Avant de quitter Troyes, le Parlement veut y laisser le souvenir de sa générosité. Sur la demande de l’évêque et de ses nièces,  Mmes de Barral, les présidents de chambre font une collecte dont ils remettent le montant aux curés des paroisses. Les dames de la grande bourgeoisie quêtent à l’entrée de la grande salle d’audience, en faveur des prisonniers pour dettes. Elles recueillent 3.550 livres. Les prisonniers pour dettes, au nombre de 7 reçoivent en outre chacun 48 livres. Les quêteuses vont elles-mêmes les délivrer, et les amènent dans la salle d’audience, afin qu’ils expriment leur reconnaissance aux magistrats auxquels ils doivent leur liberté.

La séance du 24 septembre est la dernière que tient le Parlement dans le Palais des Comtes de Champagne. Il y reçoit les félicitations du chapitre de la cathédrale, des officiers du bailliage, de la municipalité, de l’élection, de la monnaie, des avocats et des juges consuls. Les orateurs, ne craignant plus de déplaire au roi en louant le Parlement, rivalisent d’enthousiasme dans l’expression de leurs éloges. L’abbé de Champagne, grand-chantre du chapitre de la cathédrale, parlant au nom de l’église de Troyes, formule le vœu qu’un monument public soit élevé dans l’enceinte du palais « pour attester à jamais ce que vous avez fait pour la cause générale et pour nous-mêmes : la patrie et la religion le sollicitent ensemble comme un interprète immortel du sentiment qui nous anime ». Le lieutenant-général du bailliage leur dit : « nous remontrons sur nos sièges avec un saint respect, et la gloire de les occuper après vous sera la récompense de notre zèle ». Les avocats tiennent un langage plus ferme, exprimant avec vérité les intentions qui avaient guidé le Parlement dans sa conduite, et adhérent entièrement à ses principes.

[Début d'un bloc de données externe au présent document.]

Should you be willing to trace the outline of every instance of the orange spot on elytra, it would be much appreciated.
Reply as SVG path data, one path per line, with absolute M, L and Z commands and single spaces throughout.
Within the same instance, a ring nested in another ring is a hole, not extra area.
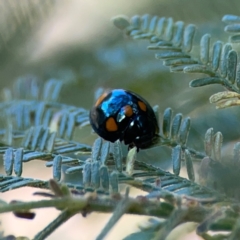
M 99 106 L 107 95 L 108 95 L 107 92 L 103 93 L 103 94 L 98 98 L 97 102 L 95 103 L 95 107 Z
M 125 112 L 125 115 L 126 115 L 127 117 L 131 117 L 131 116 L 133 115 L 132 107 L 129 106 L 129 105 L 126 105 L 126 106 L 124 107 L 124 112 Z
M 109 132 L 115 132 L 118 130 L 118 126 L 114 120 L 114 118 L 110 117 L 107 121 L 106 121 L 106 129 Z
M 141 102 L 141 101 L 138 101 L 138 106 L 140 107 L 140 109 L 144 112 L 147 111 L 147 106 L 145 103 Z

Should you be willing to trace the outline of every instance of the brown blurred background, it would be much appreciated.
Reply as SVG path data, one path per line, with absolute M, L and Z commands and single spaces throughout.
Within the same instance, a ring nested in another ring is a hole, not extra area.
M 145 13 L 173 17 L 186 25 L 197 25 L 197 44 L 204 33 L 227 41 L 221 18 L 240 15 L 239 9 L 238 0 L 0 0 L 0 87 L 10 87 L 16 78 L 29 74 L 42 81 L 66 79 L 69 84 L 61 92 L 61 101 L 87 109 L 98 87 L 130 89 L 152 105 L 158 104 L 160 112 L 171 107 L 175 113 L 190 116 L 191 147 L 202 149 L 209 127 L 222 131 L 226 141 L 238 139 L 239 111 L 215 110 L 208 102 L 221 87 L 190 89 L 189 81 L 201 75 L 169 73 L 161 61 L 155 60 L 154 52 L 146 49 L 147 41 L 126 39 L 110 19 L 119 14 L 131 17 Z M 236 129 L 231 128 L 234 124 Z M 154 149 L 139 157 L 159 158 L 159 151 Z M 164 158 L 170 158 L 169 152 Z M 51 170 L 42 162 L 28 163 L 23 176 L 49 179 Z M 19 189 L 1 194 L 1 198 L 35 200 L 33 192 L 31 188 Z M 27 221 L 5 214 L 1 225 L 6 234 L 32 238 L 56 215 L 55 210 L 41 210 L 35 220 Z M 75 216 L 48 239 L 94 239 L 108 218 L 107 214 L 91 214 L 86 219 Z M 141 217 L 123 217 L 107 239 L 122 239 L 136 231 L 141 221 Z

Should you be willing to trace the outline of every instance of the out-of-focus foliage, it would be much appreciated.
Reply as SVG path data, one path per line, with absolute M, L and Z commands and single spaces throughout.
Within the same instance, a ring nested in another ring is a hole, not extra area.
M 168 239 L 189 222 L 196 222 L 193 230 L 203 239 L 237 239 L 239 111 L 216 110 L 208 98 L 218 108 L 239 106 L 239 17 L 224 16 L 239 15 L 238 1 L 114 4 L 1 2 L 0 191 L 30 186 L 51 192 L 35 192 L 47 200 L 3 200 L 0 213 L 30 220 L 38 216 L 32 209 L 56 208 L 59 215 L 35 239 L 91 212 L 111 213 L 97 239 L 126 213 L 150 218 L 125 239 Z M 124 40 L 109 21 L 121 11 L 139 14 L 115 18 Z M 147 50 L 146 39 L 165 66 Z M 13 82 L 19 75 L 27 77 Z M 189 89 L 190 81 L 201 88 Z M 216 83 L 228 91 L 210 85 Z M 93 141 L 88 109 L 98 87 L 127 88 L 159 105 L 155 148 L 136 153 L 120 142 Z M 47 179 L 25 176 L 35 160 L 52 169 Z M 144 192 L 134 197 L 122 184 Z

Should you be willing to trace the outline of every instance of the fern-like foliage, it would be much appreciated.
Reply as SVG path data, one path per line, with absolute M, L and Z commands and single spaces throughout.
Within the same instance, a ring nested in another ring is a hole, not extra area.
M 227 32 L 237 32 L 239 29 L 239 17 L 226 15 L 223 21 L 233 23 L 225 28 Z M 207 77 L 194 79 L 189 83 L 190 87 L 201 87 L 209 84 L 221 84 L 229 91 L 240 93 L 240 77 L 237 70 L 238 54 L 232 44 L 218 40 L 211 43 L 211 35 L 204 34 L 199 40 L 199 54 L 193 51 L 193 42 L 196 27 L 193 24 L 185 26 L 184 22 L 174 22 L 172 18 L 158 17 L 146 14 L 133 16 L 128 19 L 125 16 L 117 16 L 113 19 L 116 27 L 137 40 L 148 39 L 149 50 L 157 51 L 157 59 L 163 60 L 163 64 L 170 68 L 171 72 L 203 73 Z M 238 35 L 231 37 L 237 39 Z M 237 40 L 236 40 L 237 41 Z M 194 46 L 196 47 L 196 46 Z M 220 100 L 226 99 L 222 98 Z M 234 99 L 235 100 L 235 99 Z M 218 107 L 237 105 L 236 101 L 221 103 Z M 213 101 L 212 101 L 213 102 Z
M 190 86 L 218 83 L 231 94 L 240 94 L 237 53 L 231 44 L 216 41 L 211 45 L 210 35 L 205 34 L 200 40 L 200 54 L 194 57 L 191 50 L 196 28 L 192 24 L 185 27 L 181 21 L 149 15 L 134 16 L 131 21 L 117 17 L 114 23 L 134 39 L 149 39 L 154 44 L 149 49 L 160 51 L 156 57 L 163 59 L 171 71 L 208 75 L 193 80 Z M 64 84 L 67 83 L 56 79 L 41 84 L 36 78 L 21 78 L 12 90 L 4 90 L 0 153 L 5 173 L 0 175 L 0 191 L 31 186 L 51 192 L 35 192 L 48 198 L 41 201 L 2 201 L 0 213 L 13 212 L 17 217 L 33 219 L 33 209 L 58 209 L 58 217 L 36 234 L 37 240 L 48 237 L 74 215 L 87 217 L 93 211 L 112 213 L 97 239 L 104 239 L 126 213 L 150 216 L 147 227 L 126 237 L 130 240 L 164 240 L 176 226 L 186 222 L 196 222 L 196 233 L 204 239 L 226 239 L 223 231 L 227 231 L 228 239 L 237 239 L 240 194 L 234 182 L 239 180 L 239 143 L 234 145 L 232 160 L 222 159 L 222 133 L 214 133 L 211 128 L 205 134 L 205 149 L 198 152 L 188 142 L 190 118 L 183 118 L 181 113 L 174 116 L 167 108 L 159 121 L 159 139 L 153 146 L 171 148 L 170 172 L 139 161 L 136 148 L 124 154 L 119 141 L 110 143 L 97 138 L 88 146 L 72 139 L 75 127 L 89 124 L 89 111 L 58 102 Z M 154 109 L 158 118 L 157 107 Z M 33 160 L 42 160 L 52 168 L 51 180 L 22 176 L 24 164 Z M 156 165 L 160 160 L 156 156 Z M 232 165 L 228 164 L 230 161 Z M 184 167 L 188 179 L 180 176 Z M 62 173 L 76 172 L 81 176 L 77 183 L 64 182 Z M 129 187 L 120 191 L 120 183 L 145 194 L 131 197 Z M 209 235 L 209 231 L 217 233 L 217 237 Z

Son discours est un témoignage précieux du mouvement libéral que la résistance de la magistrature avait provoqué, et qui bientôt allait soulever la France toute entière.

L’audience du 24 levée, rien ne retient les membres du Parlement à Troyes. Leur départ est salué des acclamations populaires : ils montent en voiture aux cris de vive le Roi, vive le Parlement ! Les habitants les voient avec regret s’éloigner : le mouvement et la vie qu’ils avaient apportés dans la ville allaient cesser. Les magistrats gardèrent de leur côté le souvenir du court séjour qu’ils y avaient fait. La plupart d’entre eux adressèrent à leurs hôtes des lettres de remerciements et de témoignages de reconnaissance, et conservèrent avec eux des relations durables, dont la tradition subsista longtemps dans certaines familles.